As per the law, violation of any of the doctor’s duties will qualify as ‘misconduct’ and can result in disciplinary action being taken against a doctor. Further, some other acts also qualify as ‘misconduct’ and can be complained against, like:
Improper or fraudulent activities
- Committing adultery or improper conduct with a patient, or maintaining an improper association with a patient by abusing one’s professional position.
- Conviction by a court for offences involving moral turpitude*/criminal acts.
- Undertaking sex determination with the purpose of aborting a female foetus.
- Signing or giving any certificate, report, or similar document which is untrue, misleading, or improper.
- Performing or enabling unqualified persons to perform an abortion or any illegal operation for which there is no medical, surgical or psychological reason.
Confidentiality of patient information
- Contributing to press articles and giving interviews regarding diseases and treatments which may have the effect of advertising or soliciting practices. However, medical practitioners are free to write to the press under their own name on matters of public health and hygienic living. They can also deliver public lectures and talks under their own name, and announce the same in the press.
- Disclosing the secrets of a patient that have been learnt in the exercise of their profession. However, disclosure is allowed:
- in a court of law under orders of the presiding judicial officer;
- in circumstances where there is a serious and identified risk to a specific person and /or community; and
- in case of notifiable diseases.
- Publishing photographs or case reports of patients without their permission. For instance, a doctor cannot publish the patients identity in any medical or other journal in a manner. However, if the identity is not disclosed, the consent is not needed.
Refusing patient treatments
- Refusing only on religious grounds to give assistance in or conduct of sterility*, birth control, circumcision and medical termination of pregnancy when there is medical reason to do so. However, practitioners may refuse to do so if they believe that they are incompetent for the same.
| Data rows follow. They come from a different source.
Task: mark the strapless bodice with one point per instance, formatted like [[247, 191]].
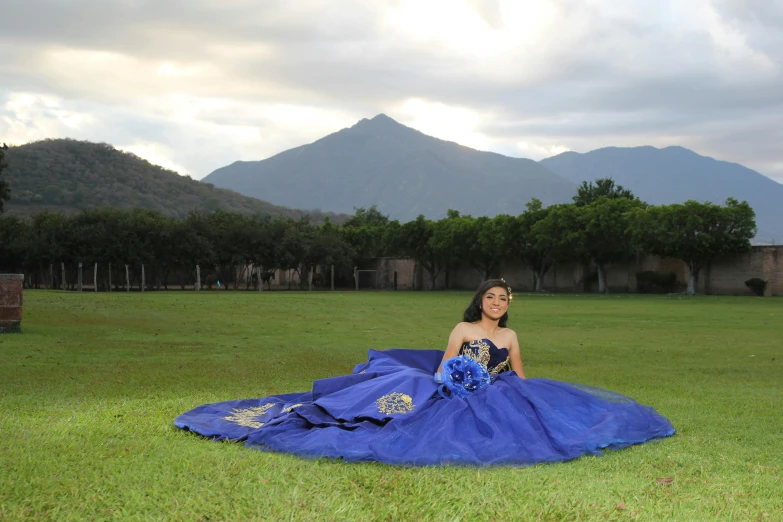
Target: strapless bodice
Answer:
[[484, 351]]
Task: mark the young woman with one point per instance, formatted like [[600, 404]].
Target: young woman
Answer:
[[405, 406]]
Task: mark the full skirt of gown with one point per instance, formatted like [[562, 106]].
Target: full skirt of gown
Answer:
[[389, 410]]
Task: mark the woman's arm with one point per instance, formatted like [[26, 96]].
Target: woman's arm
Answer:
[[455, 343], [515, 356]]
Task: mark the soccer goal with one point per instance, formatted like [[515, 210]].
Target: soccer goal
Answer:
[[368, 279]]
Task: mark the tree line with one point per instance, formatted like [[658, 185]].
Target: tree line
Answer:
[[605, 224]]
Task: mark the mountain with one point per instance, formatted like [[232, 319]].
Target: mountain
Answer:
[[67, 175], [399, 169], [675, 175]]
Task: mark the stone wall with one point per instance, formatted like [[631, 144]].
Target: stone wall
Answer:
[[723, 277]]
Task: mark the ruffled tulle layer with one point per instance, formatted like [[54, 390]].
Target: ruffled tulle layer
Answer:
[[389, 410]]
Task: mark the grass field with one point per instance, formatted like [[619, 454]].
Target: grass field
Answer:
[[89, 391]]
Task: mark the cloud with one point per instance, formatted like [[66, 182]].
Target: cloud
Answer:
[[198, 84]]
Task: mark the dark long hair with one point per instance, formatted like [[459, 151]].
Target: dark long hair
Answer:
[[473, 311]]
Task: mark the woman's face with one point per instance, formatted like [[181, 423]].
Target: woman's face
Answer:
[[494, 303]]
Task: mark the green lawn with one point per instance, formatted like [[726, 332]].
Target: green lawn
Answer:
[[89, 391]]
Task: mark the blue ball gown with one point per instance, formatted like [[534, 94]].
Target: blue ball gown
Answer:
[[389, 410]]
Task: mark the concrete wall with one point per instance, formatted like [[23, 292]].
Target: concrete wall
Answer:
[[723, 277]]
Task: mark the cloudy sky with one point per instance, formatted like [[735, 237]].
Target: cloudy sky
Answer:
[[194, 85]]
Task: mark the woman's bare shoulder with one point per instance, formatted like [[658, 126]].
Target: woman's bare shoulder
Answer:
[[510, 335]]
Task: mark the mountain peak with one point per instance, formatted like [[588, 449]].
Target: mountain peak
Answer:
[[380, 120]]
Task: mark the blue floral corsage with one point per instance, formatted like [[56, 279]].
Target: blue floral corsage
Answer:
[[462, 376]]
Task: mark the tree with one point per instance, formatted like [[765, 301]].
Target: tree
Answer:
[[558, 234], [415, 240], [488, 243], [5, 190], [526, 247], [364, 232], [604, 187], [695, 232], [604, 225]]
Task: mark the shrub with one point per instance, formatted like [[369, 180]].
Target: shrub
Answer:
[[652, 282], [756, 285]]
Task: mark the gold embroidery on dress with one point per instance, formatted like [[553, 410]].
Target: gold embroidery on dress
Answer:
[[395, 403], [247, 416], [478, 350], [500, 367]]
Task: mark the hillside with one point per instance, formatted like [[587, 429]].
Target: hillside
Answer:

Conducting operations or treatments
- Conducting operations without obtaining written consent from the husband or wife, parent or guardian in the case of a minor, or the patients themselves. Additionally, consent of both husband and wife is required in operations that result in sterility.
- Conducting in vitro fertilization or artificial insemination without the informed consent of the female patient, her spouse and the donor. However, the female patient should give written consent. Providing sufficient information about purpose, methods, risks, inconveniences, disappointments of the procedure and possible risks and hazards is also a duty of a doctor.
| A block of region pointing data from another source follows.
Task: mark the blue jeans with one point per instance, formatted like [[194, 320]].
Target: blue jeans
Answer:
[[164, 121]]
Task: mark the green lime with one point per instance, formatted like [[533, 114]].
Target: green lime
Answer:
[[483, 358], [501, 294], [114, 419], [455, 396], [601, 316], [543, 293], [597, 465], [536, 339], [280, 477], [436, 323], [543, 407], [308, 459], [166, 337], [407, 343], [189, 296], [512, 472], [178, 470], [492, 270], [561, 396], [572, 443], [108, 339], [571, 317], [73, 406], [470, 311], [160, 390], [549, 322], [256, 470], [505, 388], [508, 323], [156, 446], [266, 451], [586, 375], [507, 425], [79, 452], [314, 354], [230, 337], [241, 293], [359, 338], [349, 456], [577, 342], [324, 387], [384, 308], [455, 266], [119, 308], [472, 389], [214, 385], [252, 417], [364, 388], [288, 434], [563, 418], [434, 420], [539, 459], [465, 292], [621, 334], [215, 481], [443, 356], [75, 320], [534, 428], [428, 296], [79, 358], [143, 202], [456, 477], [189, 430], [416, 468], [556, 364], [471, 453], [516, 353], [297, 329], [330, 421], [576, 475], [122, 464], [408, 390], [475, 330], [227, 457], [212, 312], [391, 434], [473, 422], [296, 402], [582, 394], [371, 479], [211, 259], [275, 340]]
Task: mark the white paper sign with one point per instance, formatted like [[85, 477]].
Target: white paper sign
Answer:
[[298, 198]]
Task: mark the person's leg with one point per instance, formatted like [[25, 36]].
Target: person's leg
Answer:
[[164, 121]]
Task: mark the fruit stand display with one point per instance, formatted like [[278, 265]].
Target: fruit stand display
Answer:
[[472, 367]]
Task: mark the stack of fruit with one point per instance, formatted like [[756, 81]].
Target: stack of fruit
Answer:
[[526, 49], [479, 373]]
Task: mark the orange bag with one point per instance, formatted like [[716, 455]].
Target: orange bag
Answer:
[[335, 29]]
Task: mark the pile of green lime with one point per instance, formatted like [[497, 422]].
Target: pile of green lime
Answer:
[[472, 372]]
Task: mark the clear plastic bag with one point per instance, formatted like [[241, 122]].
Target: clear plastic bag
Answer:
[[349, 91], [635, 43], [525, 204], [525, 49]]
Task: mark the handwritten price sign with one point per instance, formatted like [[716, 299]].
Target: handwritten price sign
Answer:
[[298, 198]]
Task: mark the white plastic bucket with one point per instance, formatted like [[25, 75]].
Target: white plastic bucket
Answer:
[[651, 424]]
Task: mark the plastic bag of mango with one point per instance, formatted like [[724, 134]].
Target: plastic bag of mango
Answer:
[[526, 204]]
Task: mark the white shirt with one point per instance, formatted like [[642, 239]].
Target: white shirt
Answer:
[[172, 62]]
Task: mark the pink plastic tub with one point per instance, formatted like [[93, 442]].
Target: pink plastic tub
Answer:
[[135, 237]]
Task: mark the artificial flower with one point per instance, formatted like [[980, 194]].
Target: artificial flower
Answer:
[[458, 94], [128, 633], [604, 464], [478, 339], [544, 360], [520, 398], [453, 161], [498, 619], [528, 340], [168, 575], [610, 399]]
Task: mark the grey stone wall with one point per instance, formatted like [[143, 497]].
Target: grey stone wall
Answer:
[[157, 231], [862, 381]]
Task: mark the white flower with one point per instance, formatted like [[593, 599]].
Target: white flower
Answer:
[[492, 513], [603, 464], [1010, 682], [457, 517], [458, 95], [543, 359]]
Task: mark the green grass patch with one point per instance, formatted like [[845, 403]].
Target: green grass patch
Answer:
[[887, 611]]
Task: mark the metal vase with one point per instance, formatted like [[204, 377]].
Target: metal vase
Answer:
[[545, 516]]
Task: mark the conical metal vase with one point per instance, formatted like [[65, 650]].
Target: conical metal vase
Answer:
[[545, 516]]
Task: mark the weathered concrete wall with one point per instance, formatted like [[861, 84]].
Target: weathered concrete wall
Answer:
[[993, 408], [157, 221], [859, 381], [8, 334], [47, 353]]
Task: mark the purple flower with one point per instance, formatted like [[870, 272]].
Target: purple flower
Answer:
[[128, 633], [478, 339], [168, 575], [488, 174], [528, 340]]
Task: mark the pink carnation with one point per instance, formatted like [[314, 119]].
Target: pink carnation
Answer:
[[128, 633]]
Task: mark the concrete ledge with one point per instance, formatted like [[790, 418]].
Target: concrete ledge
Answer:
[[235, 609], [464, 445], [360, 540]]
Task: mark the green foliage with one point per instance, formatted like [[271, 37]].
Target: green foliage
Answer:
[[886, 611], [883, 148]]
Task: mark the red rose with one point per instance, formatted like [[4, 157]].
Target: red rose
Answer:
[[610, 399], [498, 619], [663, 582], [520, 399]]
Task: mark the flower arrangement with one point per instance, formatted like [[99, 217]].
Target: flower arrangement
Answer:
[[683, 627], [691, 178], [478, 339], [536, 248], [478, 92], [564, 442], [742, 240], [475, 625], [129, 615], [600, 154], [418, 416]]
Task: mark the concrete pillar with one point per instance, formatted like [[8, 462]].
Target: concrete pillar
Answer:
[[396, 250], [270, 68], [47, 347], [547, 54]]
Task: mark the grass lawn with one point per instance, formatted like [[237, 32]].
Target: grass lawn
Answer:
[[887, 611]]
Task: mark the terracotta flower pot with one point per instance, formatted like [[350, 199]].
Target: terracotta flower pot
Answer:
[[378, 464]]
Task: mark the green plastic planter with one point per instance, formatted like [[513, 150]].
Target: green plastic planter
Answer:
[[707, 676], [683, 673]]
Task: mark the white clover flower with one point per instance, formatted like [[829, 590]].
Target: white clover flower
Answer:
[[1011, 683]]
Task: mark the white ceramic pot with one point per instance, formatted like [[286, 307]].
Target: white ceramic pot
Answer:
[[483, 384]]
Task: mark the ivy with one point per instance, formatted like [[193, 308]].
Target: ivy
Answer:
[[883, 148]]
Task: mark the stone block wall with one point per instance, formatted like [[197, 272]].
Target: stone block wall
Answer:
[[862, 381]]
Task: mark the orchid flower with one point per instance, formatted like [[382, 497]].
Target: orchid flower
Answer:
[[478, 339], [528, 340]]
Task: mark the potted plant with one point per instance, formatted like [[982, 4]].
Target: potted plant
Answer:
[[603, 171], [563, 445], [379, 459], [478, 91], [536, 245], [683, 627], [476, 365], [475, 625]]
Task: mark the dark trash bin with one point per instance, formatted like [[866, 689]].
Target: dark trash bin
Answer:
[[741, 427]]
Further, this is not a complete and exhaustive list of all kinds of professional misconduct. Circumstances that are not mentioned above may also qualify as professional misconduct and the responsible medical council can take action on the same.
You can file any complaint with regard to professional misconduct to the State Medical Council or Medical Council of India for disciplinary action. The list of all the State Medical Councils in India can be found here.
Procedure to complain
If the State Medical Council has not decided upon a complaint for over six months, the complainant can approach the Medical Council of India (MCI). Additionally, the MCI has the power to withdraw the case from the State Council and transfer it to themselves.
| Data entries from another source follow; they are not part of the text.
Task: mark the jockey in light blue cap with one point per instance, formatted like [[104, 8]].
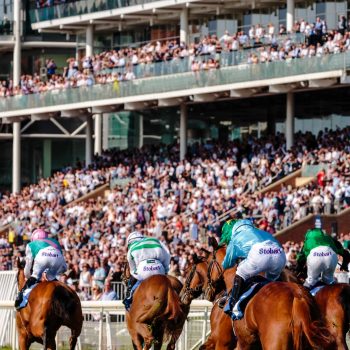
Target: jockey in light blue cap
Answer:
[[260, 251]]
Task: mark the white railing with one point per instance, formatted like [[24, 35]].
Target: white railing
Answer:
[[104, 327]]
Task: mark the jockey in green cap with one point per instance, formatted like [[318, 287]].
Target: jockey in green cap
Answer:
[[226, 232], [319, 253]]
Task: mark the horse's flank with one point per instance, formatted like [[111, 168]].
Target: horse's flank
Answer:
[[50, 305]]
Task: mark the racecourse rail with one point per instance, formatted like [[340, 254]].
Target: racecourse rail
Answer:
[[104, 326]]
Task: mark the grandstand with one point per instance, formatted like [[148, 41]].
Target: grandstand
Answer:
[[169, 117]]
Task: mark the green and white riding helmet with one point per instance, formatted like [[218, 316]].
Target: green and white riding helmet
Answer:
[[226, 232]]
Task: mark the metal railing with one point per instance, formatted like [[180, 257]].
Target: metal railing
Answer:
[[180, 82], [100, 331], [82, 7]]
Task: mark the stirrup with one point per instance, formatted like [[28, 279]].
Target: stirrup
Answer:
[[222, 301]]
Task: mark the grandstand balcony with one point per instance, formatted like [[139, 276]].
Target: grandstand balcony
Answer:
[[226, 82], [74, 15]]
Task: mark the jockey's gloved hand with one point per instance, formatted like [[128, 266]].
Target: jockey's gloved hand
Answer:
[[344, 267]]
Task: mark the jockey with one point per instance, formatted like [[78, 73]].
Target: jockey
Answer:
[[146, 256], [226, 232], [319, 253], [260, 251], [43, 254]]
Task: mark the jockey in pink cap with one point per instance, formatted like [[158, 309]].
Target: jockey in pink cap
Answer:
[[43, 254]]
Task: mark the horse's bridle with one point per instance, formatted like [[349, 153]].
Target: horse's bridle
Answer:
[[212, 284]]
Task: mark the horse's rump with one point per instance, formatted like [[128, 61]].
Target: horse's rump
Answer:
[[286, 310], [159, 300], [306, 321], [334, 304], [64, 303]]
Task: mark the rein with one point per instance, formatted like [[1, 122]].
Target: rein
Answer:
[[188, 290], [211, 283]]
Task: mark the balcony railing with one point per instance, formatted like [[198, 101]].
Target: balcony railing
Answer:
[[81, 7], [177, 82], [6, 28]]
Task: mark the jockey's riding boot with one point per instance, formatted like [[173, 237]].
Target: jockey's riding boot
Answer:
[[30, 281], [236, 292], [222, 301], [128, 295]]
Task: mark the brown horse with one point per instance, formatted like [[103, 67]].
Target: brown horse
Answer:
[[156, 313], [334, 304], [281, 315], [50, 306], [207, 276]]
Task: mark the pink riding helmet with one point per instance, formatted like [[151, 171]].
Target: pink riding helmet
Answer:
[[38, 234]]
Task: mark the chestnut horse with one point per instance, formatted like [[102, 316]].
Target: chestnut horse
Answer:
[[50, 306], [282, 315], [207, 276], [156, 313], [334, 304]]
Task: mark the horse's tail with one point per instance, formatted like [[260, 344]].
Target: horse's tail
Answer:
[[305, 323]]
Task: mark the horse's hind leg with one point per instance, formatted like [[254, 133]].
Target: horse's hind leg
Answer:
[[23, 342], [49, 341], [74, 338], [158, 337]]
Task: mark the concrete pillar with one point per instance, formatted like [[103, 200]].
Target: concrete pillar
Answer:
[[16, 157], [105, 131], [98, 134], [290, 15], [183, 131], [140, 131], [17, 48], [88, 141], [89, 51], [47, 158], [184, 25], [290, 120]]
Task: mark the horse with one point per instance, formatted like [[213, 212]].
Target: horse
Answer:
[[334, 304], [50, 306], [156, 313], [207, 276], [282, 315]]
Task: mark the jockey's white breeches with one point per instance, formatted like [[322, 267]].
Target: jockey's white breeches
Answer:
[[149, 267], [321, 264], [50, 261], [267, 257]]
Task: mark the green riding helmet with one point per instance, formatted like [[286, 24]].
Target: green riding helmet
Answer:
[[226, 232]]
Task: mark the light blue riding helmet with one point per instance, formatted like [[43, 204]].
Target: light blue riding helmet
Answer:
[[240, 225]]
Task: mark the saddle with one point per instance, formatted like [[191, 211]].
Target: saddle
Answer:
[[26, 294], [129, 298], [317, 287], [251, 288]]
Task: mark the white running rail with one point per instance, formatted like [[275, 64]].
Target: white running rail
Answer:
[[104, 326], [7, 292]]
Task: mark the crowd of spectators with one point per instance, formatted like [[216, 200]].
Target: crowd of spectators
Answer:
[[175, 201], [258, 45]]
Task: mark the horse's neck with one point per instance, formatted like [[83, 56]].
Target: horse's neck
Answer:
[[21, 279], [220, 254], [229, 275]]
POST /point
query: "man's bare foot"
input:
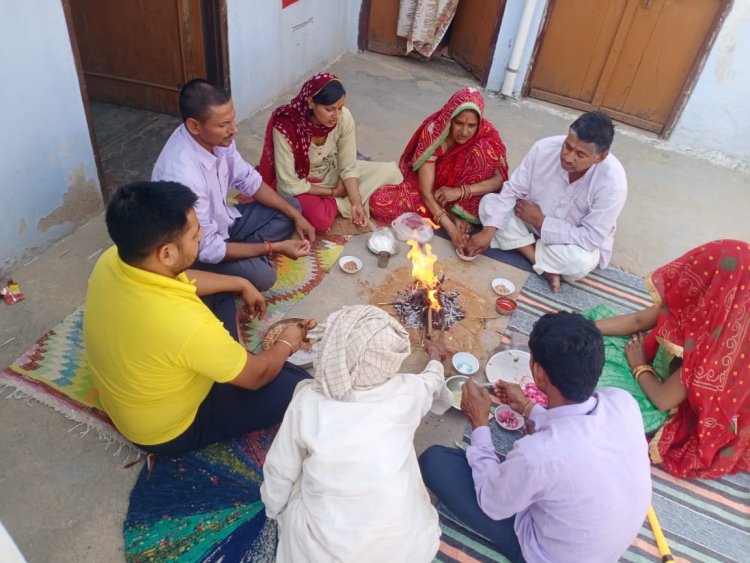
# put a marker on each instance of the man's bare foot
(462, 224)
(554, 281)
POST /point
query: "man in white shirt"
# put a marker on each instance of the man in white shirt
(202, 155)
(560, 207)
(341, 477)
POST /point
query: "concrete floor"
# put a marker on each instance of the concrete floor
(64, 497)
If a person is not satisfied by the decision of a State Medical Council, they may go to the MCI to challenge the decision within 60 days from receiving the order by the Council. However, if 60 days have passed, then the MCI may or may not accept the complaint of the aggrieved person.
Once a complaint is received, the relevant Medical Council will hear the practitioner. Further, if the person is found guilty, the punishment will be determined by the Council. For instance, it can direct the name of the practitioner to be removed from the corresponding register altogether, or for a specified time period. This means that the practitioner will not be able to practice for that period.